The additional presenter variable indicates whether the author/presenter of an abstract was formally listed as a presenter in the programme (y for yes, n for no, NA for chairs and discussants).

All years

library(tidyverse)

# 5 conference years
d <- read_tsv("data/epsa-program.tsv", col_types = cols(.default = "c"))

# ... 3515 conference papers
nrow(drop_na(distinct(d, year, abstract_id), abstract_id))

# ... 835 conference panels
nrow(drop_na(distinct(d, year, session_id), session_id))
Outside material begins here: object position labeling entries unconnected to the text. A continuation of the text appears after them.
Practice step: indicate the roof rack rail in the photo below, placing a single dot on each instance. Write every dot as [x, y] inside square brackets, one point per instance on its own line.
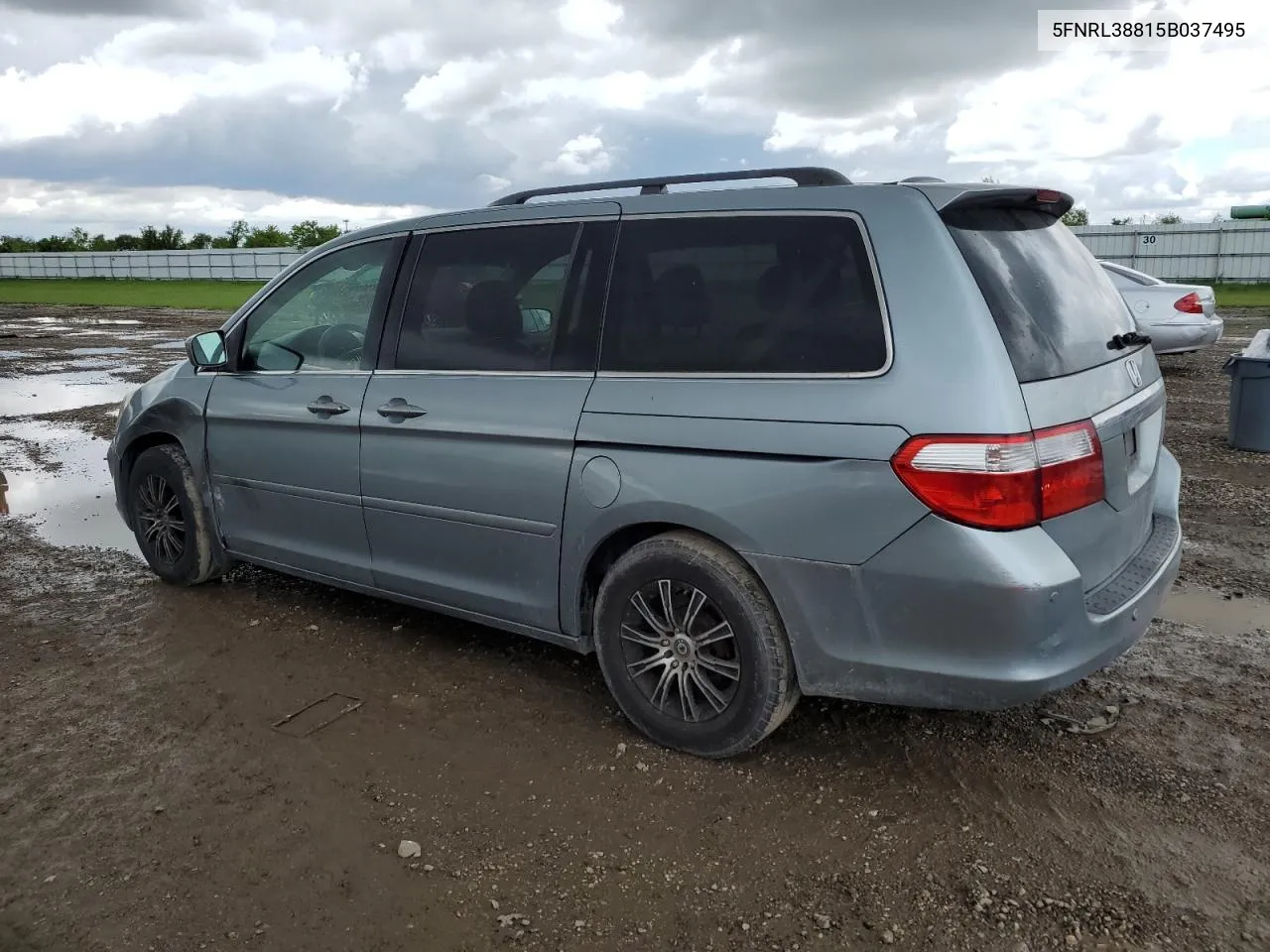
[803, 177]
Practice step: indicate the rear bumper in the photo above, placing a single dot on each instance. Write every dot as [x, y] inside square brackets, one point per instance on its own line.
[1183, 338]
[952, 617]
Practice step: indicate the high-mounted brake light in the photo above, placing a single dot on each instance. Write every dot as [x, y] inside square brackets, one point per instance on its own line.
[1189, 304]
[1005, 483]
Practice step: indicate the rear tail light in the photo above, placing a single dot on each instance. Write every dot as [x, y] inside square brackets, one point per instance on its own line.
[1189, 304]
[1005, 483]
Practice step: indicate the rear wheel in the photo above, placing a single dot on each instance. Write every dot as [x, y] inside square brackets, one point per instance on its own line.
[172, 525]
[691, 647]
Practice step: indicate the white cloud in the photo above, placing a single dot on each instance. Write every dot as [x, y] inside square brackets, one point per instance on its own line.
[394, 100]
[493, 182]
[589, 19]
[581, 155]
[63, 99]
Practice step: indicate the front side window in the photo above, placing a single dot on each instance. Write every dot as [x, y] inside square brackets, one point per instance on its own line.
[488, 298]
[318, 318]
[754, 294]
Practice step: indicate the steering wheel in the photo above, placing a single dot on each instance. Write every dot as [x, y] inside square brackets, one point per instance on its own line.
[340, 341]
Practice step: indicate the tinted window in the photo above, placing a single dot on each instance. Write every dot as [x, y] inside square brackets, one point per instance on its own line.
[743, 295]
[317, 320]
[488, 298]
[1055, 304]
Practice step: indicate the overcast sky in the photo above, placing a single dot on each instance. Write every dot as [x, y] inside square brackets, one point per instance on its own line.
[118, 113]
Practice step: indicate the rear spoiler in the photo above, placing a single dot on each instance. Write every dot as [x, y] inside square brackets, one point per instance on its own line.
[949, 197]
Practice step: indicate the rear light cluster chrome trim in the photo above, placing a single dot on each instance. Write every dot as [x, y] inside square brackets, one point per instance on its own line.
[1005, 483]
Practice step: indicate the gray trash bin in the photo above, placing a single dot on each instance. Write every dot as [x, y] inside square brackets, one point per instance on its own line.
[1250, 395]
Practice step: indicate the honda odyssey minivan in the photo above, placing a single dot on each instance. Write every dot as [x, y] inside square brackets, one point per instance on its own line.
[896, 442]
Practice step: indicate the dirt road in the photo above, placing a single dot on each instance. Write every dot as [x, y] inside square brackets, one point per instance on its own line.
[148, 801]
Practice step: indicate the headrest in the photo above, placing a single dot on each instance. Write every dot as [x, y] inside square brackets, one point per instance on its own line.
[493, 311]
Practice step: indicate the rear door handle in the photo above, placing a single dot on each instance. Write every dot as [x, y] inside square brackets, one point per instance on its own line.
[397, 407]
[325, 407]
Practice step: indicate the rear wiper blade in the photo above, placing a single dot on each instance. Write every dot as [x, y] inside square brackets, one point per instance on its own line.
[1121, 340]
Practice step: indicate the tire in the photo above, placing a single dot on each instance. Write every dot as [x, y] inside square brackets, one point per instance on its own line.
[733, 642]
[163, 494]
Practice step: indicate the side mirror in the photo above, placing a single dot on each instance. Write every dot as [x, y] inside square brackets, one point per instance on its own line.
[207, 350]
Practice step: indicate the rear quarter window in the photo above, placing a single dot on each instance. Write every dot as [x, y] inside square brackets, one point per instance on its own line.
[1052, 301]
[744, 294]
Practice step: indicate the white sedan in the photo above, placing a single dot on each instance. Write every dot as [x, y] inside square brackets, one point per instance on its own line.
[1178, 317]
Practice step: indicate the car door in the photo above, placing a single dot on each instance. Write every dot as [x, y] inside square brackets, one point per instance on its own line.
[282, 422]
[468, 424]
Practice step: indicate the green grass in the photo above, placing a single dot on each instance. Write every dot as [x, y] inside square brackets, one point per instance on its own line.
[118, 293]
[1241, 295]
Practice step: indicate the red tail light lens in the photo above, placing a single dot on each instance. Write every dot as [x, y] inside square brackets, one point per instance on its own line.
[1005, 483]
[1189, 304]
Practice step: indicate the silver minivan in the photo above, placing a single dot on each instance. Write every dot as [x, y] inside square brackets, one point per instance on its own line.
[896, 442]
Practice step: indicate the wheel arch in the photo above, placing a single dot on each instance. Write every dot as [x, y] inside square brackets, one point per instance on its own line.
[172, 421]
[620, 539]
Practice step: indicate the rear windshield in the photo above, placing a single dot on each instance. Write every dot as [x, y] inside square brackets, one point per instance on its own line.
[1055, 304]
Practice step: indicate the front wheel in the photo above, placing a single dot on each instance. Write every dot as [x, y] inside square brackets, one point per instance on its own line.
[172, 526]
[691, 647]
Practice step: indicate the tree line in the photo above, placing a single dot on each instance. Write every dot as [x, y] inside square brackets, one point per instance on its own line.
[307, 234]
[1080, 216]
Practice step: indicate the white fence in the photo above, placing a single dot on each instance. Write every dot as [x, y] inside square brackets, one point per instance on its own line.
[1227, 252]
[217, 264]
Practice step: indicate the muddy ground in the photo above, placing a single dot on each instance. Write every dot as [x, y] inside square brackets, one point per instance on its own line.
[148, 801]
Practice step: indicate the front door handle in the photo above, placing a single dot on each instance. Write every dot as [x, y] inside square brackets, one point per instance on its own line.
[325, 407]
[397, 407]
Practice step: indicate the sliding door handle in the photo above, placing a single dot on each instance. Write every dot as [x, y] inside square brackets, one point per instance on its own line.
[325, 407]
[399, 408]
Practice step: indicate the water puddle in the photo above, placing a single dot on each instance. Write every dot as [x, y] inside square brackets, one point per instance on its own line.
[72, 506]
[51, 393]
[1211, 611]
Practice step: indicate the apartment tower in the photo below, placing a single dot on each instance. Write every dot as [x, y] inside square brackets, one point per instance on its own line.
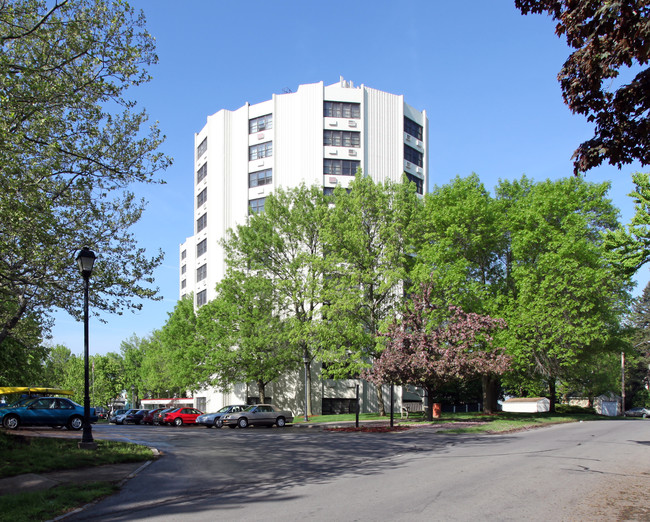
[317, 135]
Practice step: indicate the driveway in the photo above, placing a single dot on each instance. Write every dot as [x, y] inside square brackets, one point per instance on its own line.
[578, 471]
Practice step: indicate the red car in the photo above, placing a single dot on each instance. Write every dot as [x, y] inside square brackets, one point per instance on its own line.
[180, 416]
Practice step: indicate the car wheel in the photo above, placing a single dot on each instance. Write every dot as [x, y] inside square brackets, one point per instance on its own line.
[75, 423]
[11, 422]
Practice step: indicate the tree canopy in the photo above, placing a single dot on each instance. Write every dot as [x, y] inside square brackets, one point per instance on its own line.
[71, 147]
[610, 37]
[427, 351]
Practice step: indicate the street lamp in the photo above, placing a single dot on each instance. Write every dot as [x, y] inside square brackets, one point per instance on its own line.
[305, 359]
[85, 261]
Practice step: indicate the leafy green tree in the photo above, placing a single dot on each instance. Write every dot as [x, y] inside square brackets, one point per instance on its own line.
[630, 246]
[637, 354]
[608, 36]
[246, 333]
[284, 244]
[132, 355]
[22, 356]
[183, 358]
[368, 251]
[462, 242]
[71, 147]
[564, 299]
[425, 351]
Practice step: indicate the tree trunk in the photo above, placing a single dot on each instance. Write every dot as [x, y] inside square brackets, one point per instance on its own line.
[260, 392]
[429, 410]
[380, 400]
[490, 393]
[552, 394]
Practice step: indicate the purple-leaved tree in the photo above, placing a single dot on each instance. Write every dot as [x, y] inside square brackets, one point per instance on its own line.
[427, 349]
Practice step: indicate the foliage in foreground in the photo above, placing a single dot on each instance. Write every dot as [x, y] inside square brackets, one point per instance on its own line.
[46, 504]
[41, 454]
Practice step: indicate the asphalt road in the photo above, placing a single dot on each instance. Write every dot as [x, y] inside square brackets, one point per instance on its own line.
[581, 471]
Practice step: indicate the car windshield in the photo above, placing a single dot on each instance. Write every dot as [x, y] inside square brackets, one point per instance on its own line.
[21, 402]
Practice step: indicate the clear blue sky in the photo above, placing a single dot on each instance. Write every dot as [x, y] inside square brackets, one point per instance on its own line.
[485, 74]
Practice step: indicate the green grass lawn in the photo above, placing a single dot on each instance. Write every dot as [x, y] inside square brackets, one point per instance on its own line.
[39, 455]
[496, 423]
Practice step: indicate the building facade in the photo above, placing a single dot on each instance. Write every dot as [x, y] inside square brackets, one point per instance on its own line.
[318, 135]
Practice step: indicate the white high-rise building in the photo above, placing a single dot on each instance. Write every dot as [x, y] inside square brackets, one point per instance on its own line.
[317, 135]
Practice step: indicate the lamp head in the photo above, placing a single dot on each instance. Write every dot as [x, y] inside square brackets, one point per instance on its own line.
[85, 261]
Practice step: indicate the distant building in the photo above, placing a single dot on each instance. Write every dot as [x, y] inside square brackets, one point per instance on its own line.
[319, 135]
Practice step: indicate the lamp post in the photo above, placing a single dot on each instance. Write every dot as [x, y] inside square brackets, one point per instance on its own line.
[305, 359]
[85, 261]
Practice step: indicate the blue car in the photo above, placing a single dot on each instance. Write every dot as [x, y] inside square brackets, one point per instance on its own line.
[45, 411]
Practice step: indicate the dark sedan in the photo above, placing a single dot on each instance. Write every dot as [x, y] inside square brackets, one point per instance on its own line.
[638, 412]
[45, 411]
[148, 417]
[214, 419]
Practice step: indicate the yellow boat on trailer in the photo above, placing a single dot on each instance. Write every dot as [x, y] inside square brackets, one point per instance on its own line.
[33, 391]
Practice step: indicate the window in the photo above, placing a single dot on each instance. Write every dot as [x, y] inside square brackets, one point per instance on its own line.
[412, 128]
[202, 222]
[342, 138]
[261, 177]
[256, 205]
[418, 182]
[412, 155]
[202, 248]
[202, 197]
[202, 173]
[339, 167]
[342, 110]
[202, 148]
[260, 124]
[261, 150]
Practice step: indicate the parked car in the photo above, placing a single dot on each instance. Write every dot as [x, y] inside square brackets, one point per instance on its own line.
[148, 417]
[180, 416]
[638, 412]
[45, 411]
[214, 419]
[114, 414]
[160, 415]
[134, 416]
[258, 415]
[119, 418]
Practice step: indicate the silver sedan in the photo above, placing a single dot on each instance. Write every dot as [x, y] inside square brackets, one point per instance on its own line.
[258, 415]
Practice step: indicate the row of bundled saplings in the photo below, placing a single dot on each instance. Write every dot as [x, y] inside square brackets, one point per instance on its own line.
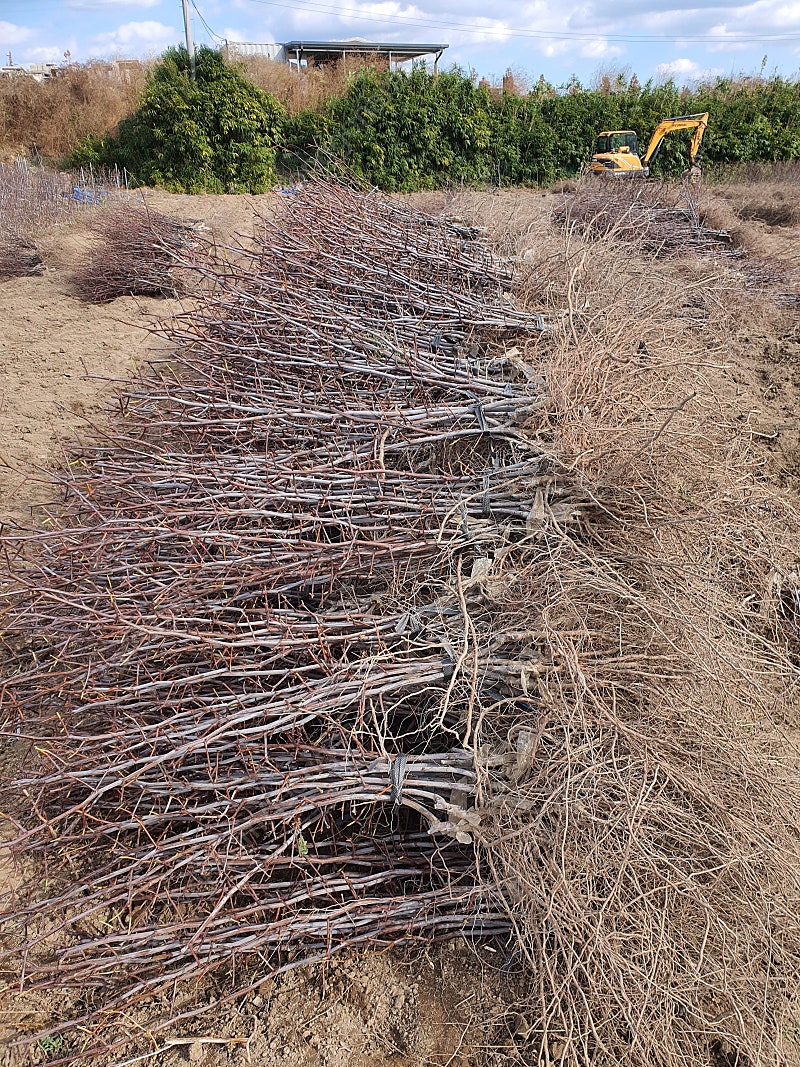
[409, 600]
[409, 131]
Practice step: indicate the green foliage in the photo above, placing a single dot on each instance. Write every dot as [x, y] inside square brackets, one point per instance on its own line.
[405, 131]
[421, 130]
[217, 133]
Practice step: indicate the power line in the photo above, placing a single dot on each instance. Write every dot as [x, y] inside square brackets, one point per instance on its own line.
[536, 34]
[208, 28]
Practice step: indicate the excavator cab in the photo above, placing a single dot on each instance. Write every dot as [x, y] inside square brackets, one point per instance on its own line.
[617, 152]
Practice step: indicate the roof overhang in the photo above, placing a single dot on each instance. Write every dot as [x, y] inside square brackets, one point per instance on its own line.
[332, 50]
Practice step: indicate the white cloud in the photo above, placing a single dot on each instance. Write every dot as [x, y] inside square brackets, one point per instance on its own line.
[106, 4]
[601, 49]
[237, 35]
[684, 69]
[44, 54]
[134, 38]
[11, 34]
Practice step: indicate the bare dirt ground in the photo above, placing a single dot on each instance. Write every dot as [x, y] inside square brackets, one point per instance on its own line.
[444, 1005]
[61, 362]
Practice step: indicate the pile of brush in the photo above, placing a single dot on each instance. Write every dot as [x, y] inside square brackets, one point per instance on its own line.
[654, 218]
[382, 614]
[133, 254]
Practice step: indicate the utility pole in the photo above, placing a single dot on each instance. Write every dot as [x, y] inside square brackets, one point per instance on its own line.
[189, 42]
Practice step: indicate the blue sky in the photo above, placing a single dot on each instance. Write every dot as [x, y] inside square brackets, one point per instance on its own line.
[654, 38]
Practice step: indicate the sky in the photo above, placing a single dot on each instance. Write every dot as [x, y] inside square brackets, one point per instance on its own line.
[558, 38]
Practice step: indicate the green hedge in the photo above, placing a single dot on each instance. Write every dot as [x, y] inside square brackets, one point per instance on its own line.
[217, 133]
[405, 131]
[419, 130]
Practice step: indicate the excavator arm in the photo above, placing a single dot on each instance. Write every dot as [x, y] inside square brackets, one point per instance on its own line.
[697, 123]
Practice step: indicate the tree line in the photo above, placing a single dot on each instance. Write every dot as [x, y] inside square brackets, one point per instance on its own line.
[405, 131]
# ... 8742 conference participations as chair, discussant or author/presenter
nrow(d)

# ... 3892 unique participants
n_distinct(pull(bind_rows(d), full_name))

Network constructors

library(igraph)
library(tidyverse)

# two-mode (participant-panel), unweighted
fs::dir_ls("data", regexp = "epsa\\d{4}-edges") %>% 
  map(read_tsv, col_types = cols(.default = "c")) %>% 
  map(select, -year) %>% 
  map(~ add_count(group_by(.x, j))) %>% # number of participants per panel
  map(igraph::graph_from_data_frame)

# one-mode (participant-to-participant), weighted by shared panel appearances
fs::dir_ls("data", regexp = "epsa\\d{4}-edges") %>%
  map(read_tsv, col_types = cols(.default = "c")) %>%
  map(select, i, j) %>% 
  # treating all participations to a panel (c, d, p) as a single tie
  map(distinct) %>% 
  # link participants i.x to participants i.y over panels j
  map2(., ., full_join, by = "j") %>% 
  # remove self-ties and de-duplicate i -> j and j -> i
  map(filter, i.x < i.y) %>% 
  map(select, -j, i = i.x, j = i.y) %>% 
  # edge weights n = number of shared panel appearances (1 to 3)
  map(count, i, j, sort = TRUE) %>% 
  map(igraph::graph_from_data_frame, directed = FALSE)

Feel free to open an issue to discuss additional constructors.